I have a tome I can send you of years of reading this. It is not well organized and geared to SAS where I did most of my work until recently. Also I am not a statistician like hlsmith so you have to be cautious of whatever is in there it could be wrong.
As a biologist, I thought that the trend comparison between two distinct time series would be fairly simple. My first approach would be the application of a "statistical method" which would look at two data points (A and B; B and C; C and D...) at the correspondent time (0 and 1; 1 and 2; 2 and 3...) successively. Those data points (e.g. A and B; B and C...) would be subtracted and then generate a value hypothetically named as "increase rate" (+) or "decrease rate" (-). Those values will be compared as a whole between the two time series and from there generate a p-value which would tell us if the time series trends are significantly different or not. Maybe I'm being too naive due to the lack of statistical knowledge but apparently is not that simple as you mentioned.

Do you know what are the most used methods on time series for bioogist? For instance, I have NDVI which basically measures "how green" is a tree canopy, shrub, or grass.

#### Cláudio Silva

##### New Member
Segmented regression applies different regression to slices in the data. It is one way to approach time series, essentially you analyze different portions of the time series with different regressions. This won't among other things deal with autocorrelation I suspect.

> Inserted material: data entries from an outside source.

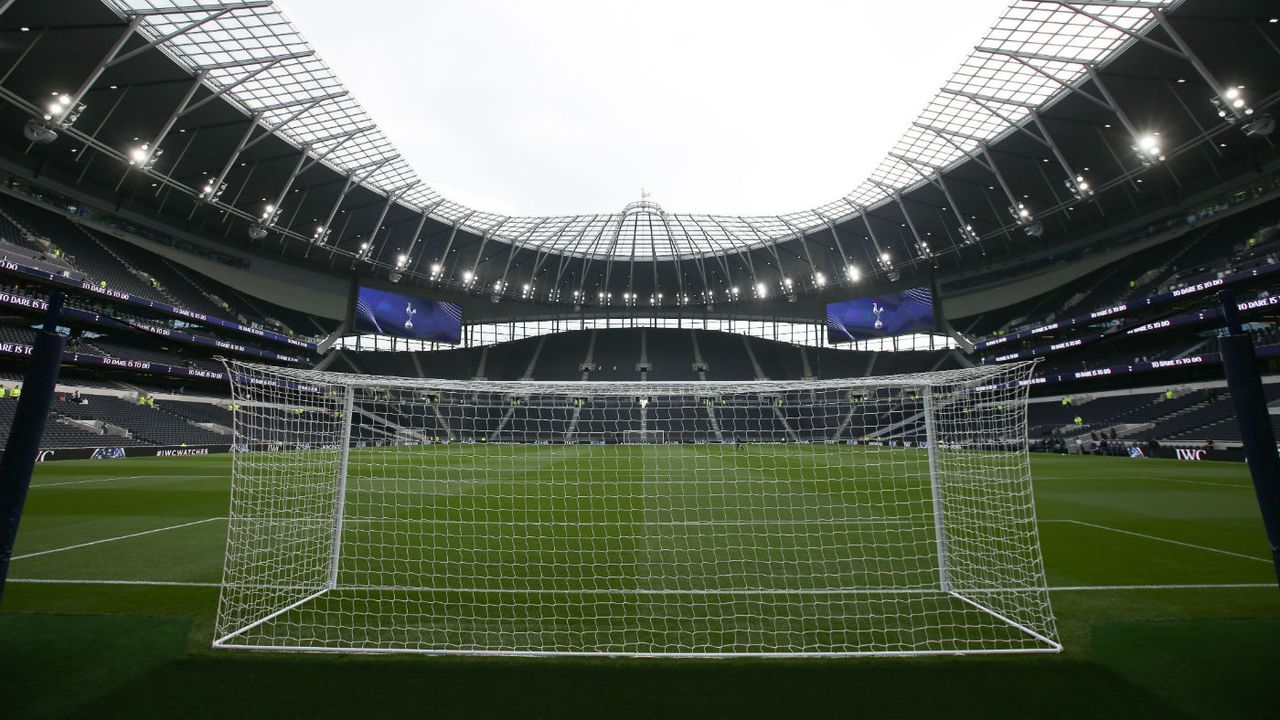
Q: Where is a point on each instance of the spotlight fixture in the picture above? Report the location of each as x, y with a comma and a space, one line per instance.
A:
1079, 187
60, 113
144, 156
1024, 218
1147, 147
208, 192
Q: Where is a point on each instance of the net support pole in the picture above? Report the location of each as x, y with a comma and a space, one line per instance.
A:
1244, 383
28, 428
931, 438
339, 504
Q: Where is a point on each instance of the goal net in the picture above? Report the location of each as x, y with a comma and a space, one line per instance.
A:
887, 515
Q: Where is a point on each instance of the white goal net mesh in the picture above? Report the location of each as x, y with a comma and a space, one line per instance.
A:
854, 516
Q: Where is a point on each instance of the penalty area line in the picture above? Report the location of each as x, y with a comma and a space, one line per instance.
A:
120, 478
118, 538
1157, 538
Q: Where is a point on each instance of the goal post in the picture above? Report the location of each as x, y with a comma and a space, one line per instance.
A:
886, 515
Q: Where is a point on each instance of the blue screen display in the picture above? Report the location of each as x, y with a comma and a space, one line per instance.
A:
379, 311
881, 315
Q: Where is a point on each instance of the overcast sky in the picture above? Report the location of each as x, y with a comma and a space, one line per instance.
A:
558, 106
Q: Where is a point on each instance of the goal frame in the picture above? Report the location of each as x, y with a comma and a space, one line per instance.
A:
1006, 377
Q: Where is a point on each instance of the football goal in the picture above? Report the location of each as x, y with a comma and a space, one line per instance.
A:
887, 515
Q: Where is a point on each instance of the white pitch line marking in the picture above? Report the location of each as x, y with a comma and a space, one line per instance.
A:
1157, 538
117, 538
1051, 588
1237, 486
120, 478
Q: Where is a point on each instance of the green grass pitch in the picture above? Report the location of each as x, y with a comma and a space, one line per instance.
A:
1165, 601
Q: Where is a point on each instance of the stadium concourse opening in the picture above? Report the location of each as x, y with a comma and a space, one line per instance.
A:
987, 401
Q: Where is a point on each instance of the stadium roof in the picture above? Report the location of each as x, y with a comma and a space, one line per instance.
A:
250, 50
1069, 121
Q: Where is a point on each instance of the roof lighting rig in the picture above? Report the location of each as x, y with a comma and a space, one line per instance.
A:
1023, 217
1233, 108
259, 229
60, 113
144, 155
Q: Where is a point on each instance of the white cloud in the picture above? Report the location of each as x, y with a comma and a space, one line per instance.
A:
563, 106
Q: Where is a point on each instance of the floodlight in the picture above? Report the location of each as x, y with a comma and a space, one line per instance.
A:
1079, 187
1147, 147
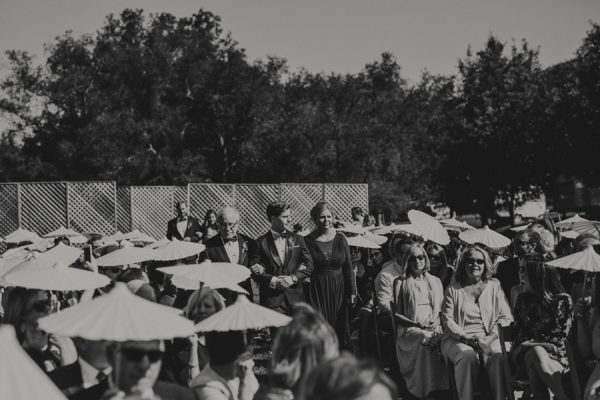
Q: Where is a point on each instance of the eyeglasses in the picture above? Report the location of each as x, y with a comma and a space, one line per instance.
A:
136, 355
42, 305
478, 261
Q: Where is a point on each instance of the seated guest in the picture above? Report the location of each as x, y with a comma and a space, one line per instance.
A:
228, 375
419, 301
346, 378
473, 306
543, 317
439, 263
91, 368
22, 308
390, 271
299, 347
135, 365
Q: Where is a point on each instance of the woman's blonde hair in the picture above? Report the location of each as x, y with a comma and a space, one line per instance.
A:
300, 346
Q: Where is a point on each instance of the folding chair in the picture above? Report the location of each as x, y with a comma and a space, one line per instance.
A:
506, 335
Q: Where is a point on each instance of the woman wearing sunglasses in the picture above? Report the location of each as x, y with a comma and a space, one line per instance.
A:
473, 307
22, 309
418, 304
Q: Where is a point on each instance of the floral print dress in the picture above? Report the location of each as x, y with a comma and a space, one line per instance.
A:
544, 321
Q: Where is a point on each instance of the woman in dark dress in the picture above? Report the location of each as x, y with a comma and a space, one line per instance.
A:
332, 284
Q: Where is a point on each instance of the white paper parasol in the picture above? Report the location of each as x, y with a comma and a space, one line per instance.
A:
240, 316
585, 260
363, 242
20, 377
177, 250
453, 223
486, 237
118, 316
55, 277
21, 235
430, 228
214, 275
124, 256
569, 234
349, 227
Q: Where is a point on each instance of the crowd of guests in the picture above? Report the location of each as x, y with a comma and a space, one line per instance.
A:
442, 306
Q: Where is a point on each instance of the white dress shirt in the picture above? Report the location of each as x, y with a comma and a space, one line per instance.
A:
181, 227
232, 248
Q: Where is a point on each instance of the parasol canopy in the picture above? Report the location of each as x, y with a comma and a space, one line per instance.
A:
363, 242
20, 377
118, 316
453, 223
21, 235
569, 234
177, 250
240, 316
349, 227
486, 237
585, 260
214, 275
124, 256
428, 227
57, 276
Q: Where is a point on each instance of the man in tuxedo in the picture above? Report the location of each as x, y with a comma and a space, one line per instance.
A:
91, 368
184, 227
139, 365
281, 261
229, 246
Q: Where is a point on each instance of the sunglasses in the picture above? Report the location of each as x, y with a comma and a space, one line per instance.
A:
136, 355
478, 261
42, 305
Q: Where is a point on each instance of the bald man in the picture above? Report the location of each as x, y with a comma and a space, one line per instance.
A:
230, 246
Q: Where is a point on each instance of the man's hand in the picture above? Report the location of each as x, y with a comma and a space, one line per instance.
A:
257, 269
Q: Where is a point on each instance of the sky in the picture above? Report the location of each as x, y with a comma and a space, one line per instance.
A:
339, 36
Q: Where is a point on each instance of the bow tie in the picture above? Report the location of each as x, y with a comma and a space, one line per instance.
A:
277, 235
231, 240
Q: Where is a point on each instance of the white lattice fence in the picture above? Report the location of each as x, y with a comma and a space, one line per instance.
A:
209, 196
43, 206
92, 207
9, 208
342, 197
151, 209
252, 201
301, 198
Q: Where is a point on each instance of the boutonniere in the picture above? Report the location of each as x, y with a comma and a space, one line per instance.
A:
291, 242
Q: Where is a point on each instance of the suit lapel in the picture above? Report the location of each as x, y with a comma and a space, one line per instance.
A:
273, 249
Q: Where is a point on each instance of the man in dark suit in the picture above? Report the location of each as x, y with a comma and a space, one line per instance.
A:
90, 369
229, 246
139, 366
281, 261
184, 227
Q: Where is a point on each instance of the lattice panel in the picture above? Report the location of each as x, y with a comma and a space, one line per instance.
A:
209, 196
9, 209
124, 209
92, 207
302, 198
43, 206
252, 201
180, 194
342, 197
151, 209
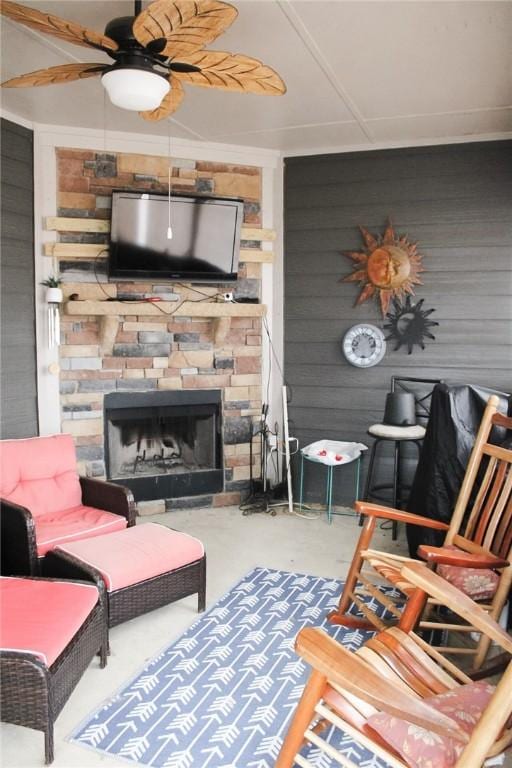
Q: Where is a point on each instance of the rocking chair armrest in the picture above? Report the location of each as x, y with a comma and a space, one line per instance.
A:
401, 516
442, 556
18, 538
109, 496
435, 586
345, 669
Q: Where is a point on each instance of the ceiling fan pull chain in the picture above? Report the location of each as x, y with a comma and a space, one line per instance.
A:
169, 227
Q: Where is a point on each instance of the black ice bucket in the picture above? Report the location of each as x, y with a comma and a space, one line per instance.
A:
400, 409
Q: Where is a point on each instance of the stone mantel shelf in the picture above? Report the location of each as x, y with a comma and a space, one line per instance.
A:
155, 309
110, 311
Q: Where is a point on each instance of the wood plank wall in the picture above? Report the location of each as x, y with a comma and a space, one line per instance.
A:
456, 202
18, 396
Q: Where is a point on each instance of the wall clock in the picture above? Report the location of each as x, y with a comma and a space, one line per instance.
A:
364, 345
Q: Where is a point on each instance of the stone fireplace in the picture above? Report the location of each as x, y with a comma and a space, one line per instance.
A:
164, 444
129, 383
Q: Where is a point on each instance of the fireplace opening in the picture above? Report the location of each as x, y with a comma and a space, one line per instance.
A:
164, 444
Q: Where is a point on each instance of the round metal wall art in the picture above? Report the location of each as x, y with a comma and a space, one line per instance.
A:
408, 324
387, 268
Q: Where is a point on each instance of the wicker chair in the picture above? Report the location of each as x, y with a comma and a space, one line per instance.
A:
37, 681
399, 698
43, 501
476, 555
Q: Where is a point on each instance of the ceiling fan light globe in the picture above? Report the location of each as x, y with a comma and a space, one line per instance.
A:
135, 89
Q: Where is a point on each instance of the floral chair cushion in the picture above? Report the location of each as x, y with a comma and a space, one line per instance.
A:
421, 748
477, 583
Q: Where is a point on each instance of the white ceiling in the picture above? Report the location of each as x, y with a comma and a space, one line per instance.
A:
359, 74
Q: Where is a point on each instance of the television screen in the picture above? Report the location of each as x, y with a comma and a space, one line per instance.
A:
204, 246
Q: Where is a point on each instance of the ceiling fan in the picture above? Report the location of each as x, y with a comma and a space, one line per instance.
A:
154, 52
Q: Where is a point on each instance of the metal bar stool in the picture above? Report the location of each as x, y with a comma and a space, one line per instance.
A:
407, 404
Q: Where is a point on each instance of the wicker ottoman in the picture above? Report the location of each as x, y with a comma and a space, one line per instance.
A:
51, 630
141, 568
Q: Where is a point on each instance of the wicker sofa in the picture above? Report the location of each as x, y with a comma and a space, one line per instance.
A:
43, 502
51, 630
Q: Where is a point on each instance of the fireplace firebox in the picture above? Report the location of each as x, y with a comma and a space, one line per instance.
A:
165, 444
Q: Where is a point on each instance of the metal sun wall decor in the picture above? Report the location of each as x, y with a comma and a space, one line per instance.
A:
387, 268
408, 324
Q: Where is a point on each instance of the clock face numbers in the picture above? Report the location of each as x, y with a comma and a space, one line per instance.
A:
364, 345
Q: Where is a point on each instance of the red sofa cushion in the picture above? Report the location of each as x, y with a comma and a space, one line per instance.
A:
128, 557
39, 473
477, 583
421, 748
59, 527
41, 616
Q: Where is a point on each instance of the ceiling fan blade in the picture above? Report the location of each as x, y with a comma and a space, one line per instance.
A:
232, 72
64, 73
169, 104
186, 25
54, 25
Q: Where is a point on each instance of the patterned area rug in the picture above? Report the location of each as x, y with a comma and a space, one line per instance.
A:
222, 696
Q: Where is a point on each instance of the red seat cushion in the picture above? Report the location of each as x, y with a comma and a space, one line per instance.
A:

One thing that may or may not apply to your data are structural breaks. Where the pattern changes dramatically. There are ways to test for this if you know where to test for the break.
The problem with slicing data is on the empirical methods implied which you don't control. Since I'm trying to look at a possible standard approach that will deal with the variations between data points, I would need something more intuitive. Nonetheless is a method that I might consider.